リリアーナは机に向かい、日記帳に文字を滑らかに綴る。羽根ペンが紙を撫でる音はかすかでありながら、日常のリズムを刻む。しかし、彼女の心の片隅には、書斎で感じた影の存在が残り、微かな緊張が指先や視線に現れていた。
「お嬢様……」
犬面のレアの声が静かに響く。瞳には光と影の交錯を捉える鋭さが宿る。
「どうしたの、レア?」
「書斎内の影が、再び動きました。微かな接触が続いています。」
リリアーナは滑らかに立ち上がり、書斎を一歩ずつ歩みながら視線を巡らせる。机や棚の角に揺れる影のひとつひとつが、彼女の心に小さな不安を呼び起こす。だがその表情には動揺はなく、日常を守る意志が静かに宿っていた。
アルフォンスは書棚の整理を止め、扉近くを警戒する。カトリーヌは香炉の香りを整え直し、ルイーザは花を抱え直す。

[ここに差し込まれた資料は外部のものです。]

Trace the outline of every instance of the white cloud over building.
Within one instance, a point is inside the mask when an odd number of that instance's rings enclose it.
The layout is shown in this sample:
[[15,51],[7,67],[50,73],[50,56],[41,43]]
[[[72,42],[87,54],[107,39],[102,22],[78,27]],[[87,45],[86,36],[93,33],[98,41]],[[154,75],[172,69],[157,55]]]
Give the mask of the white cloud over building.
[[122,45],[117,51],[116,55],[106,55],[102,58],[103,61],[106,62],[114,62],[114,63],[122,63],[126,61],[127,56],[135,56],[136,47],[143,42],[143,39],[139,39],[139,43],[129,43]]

エリスも窓辺の書類を整理しながら書斎全体の気配を察知する。日常の優雅さは守られているが、館全体に微かな緊張が漂い始めていた。
その時、微かな音と共に、机の上のインク瓶がわずかに揺れた。風の揺れではなく、確かに何者かの接触の痕跡だ。犬面のレアは瞬時に身を低く構え、視線を巡らせる。影は棚の角に潜みつつ、机上の物に接触する微細な動きを続けていた。
「お嬢様、机のインク瓶がわずかに揺れました。影が接触しています」
「……そう、分かっているわ」
リリアーナは静かに微笑む。日常の秩序を乱す微かな動きに対しても、彼女の表情は揺らぐことなく、優雅さを保っている。
影は再び書斎内で微かに揺れ、棚や机の端に触れる。しかし日常の動作に完全に溶け込んでおり、誰も大きな動揺は見せない。微かな揺れ、風や光に混ざる不自然な動き――それは日常の中でのみ観察できる痕跡として残る。
「どうしたの?」
リリアーナが静かに振り返る。
「……なんでもありません」
犬面のレアは冷静に答え、瞳には影を監視する決意が宿る。
午後の光は机や棚に柔らかく反射し、庭の花々は微風に揺れる。日常は滑らかで優雅だが、館の奥深く、影は静かに潜み、接触を続けている――微かな混乱は、優雅な日常にほんの少しだけ影を落としていた。
この静かな驚きこそ、館の人々に気づかれぬまま進行する事件の序章であり、読者に「日常の裏で影が着実に動いている」という印象を与える瞬間である。光と影、日常と微かな危険――ゴシックな館の午後は、優雅さを保ちながらも、静かに揺れ続けているのだ。